Personal Safety and Awareness:
  • - Don't allow children on the mower Make sure children are both out of the mowing area and supervised by an adult.

  • - Don't allow children to ride as passengers on riding mowers.

  • - Before backing up, look down and behind the machine. Children are often attracted to the mower and the mowing activity.

  • - Wear sturdy, closed-toe shoes, safety goggles, and car protection when mowing.

Environmental safety:
  • - Clear the lawn of objects such as rocks, toys, wire, etc. which could be picked up and thrown by the blade.

Adapted from Khansa I, Pearson GD, Bjorklund K, Fogolin A, Kirschner RE. Pediatric lawnmower injuries: a 25-year review. JPRAS Open. 2021;29:135-143. doi: 10.1016/j.jpra.2021.05.001.

In addition to increased public awareness of safety features and regulations, local and national legislation should be passed to mandate and enforce safety features from a manufacturing standpoint. Currently, public safety recommendations regarding lawnmowers are voluntary and not federally mandated. For example, the American National Standards Institute's and Outdoor Power Equipment Institute's standards were updated in 2003 to include a feature that does not allow mowers to reverse, but unfortunately this feature can be temporarily disabled.13-15 As a result, lawnmowers can be steered backwards with the blades still engaged. To codify these safety standards, physicians and community members must work together to engage lawmakers and the public through a mix of public education, legislation advocacy, media, and retail promotion.

Limitations

There are limitations to this study that warrant recognition. The study was limited to a single institution with a small sample size, which brings into question the generalizability of our results. In the same respect, this is a retrospective study, and it is difficult to account for differences in individual physician practice or other potential unmeasured confounders.

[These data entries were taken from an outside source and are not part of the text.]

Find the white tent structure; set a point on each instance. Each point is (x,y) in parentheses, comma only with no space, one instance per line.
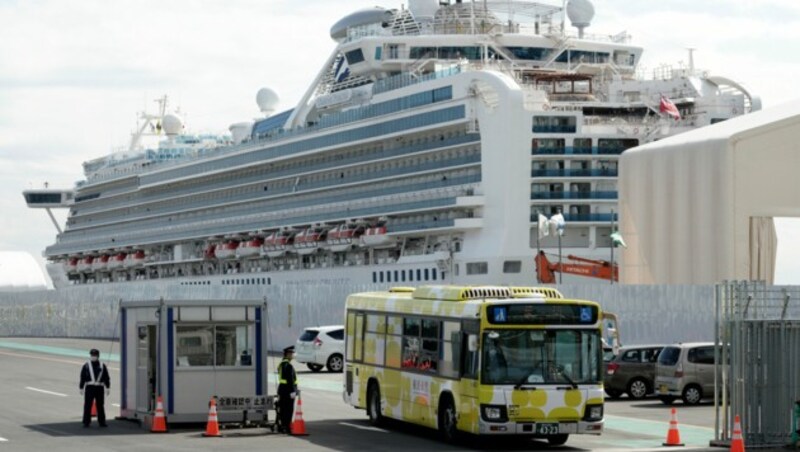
(697,208)
(19,271)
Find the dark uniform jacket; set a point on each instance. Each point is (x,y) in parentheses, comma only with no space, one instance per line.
(288,378)
(86,376)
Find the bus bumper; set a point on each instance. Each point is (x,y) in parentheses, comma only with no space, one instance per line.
(537,428)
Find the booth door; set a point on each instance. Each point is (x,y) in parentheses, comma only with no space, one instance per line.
(146,369)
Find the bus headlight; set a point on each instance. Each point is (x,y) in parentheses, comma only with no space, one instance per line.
(494,413)
(593,413)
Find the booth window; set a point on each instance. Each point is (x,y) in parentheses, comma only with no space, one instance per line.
(210,345)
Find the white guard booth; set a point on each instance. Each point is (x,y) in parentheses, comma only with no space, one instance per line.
(188,351)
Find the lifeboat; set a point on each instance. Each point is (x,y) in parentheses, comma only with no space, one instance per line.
(343,237)
(117,261)
(227,249)
(85,264)
(135,259)
(210,251)
(100,262)
(277,243)
(309,240)
(72,264)
(376,236)
(250,247)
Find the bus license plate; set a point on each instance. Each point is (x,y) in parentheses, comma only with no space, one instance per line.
(547,429)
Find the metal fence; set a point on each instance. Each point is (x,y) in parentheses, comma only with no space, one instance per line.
(758,334)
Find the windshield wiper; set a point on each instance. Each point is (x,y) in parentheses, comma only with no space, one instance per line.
(560,370)
(524,381)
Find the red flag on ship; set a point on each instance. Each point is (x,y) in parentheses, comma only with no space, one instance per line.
(669,108)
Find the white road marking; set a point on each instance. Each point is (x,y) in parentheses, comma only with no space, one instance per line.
(45,392)
(361,427)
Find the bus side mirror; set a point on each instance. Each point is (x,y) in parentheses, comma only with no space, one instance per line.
(472,342)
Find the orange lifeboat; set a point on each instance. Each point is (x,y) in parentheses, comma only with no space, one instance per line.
(72,264)
(101,262)
(250,247)
(227,249)
(376,236)
(277,243)
(85,264)
(309,240)
(117,261)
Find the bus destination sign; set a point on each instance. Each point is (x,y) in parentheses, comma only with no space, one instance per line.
(543,314)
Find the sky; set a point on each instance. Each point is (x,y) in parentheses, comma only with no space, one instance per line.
(75,75)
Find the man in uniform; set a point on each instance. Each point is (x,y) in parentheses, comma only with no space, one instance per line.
(94,385)
(287,390)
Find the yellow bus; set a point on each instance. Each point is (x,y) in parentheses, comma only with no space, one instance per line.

Additionally, this study only includes patients who were managed at our level 1 trauma center. Therefore, patients inflicted with minor wounds who did not require transfer for a higher level of care were not included in this study. This leaves potential for selection bias as our patient group may be skewed toward greater injury severity than would otherwise be observed.

Furthermore, the trauma database we used for patient identification may have inadvertently omitted patients by error or because of coding issues. It is impossible for us to know if patients who were inadvertently omitted from the database would have been significantly different from our present cohort.

Conclusions

Lawnmower injuries pose a severe threat to limb viability and render a variety of damaging long-term consequences to pediatric patients and their families. Adequate resources should be dedicated toward improving public awareness and industrial safety regulations.

Acknowledgments

Ethics: IRB number HSC-MS-19-0038

Disclosures: The authors declare that we have no relevant disclosures.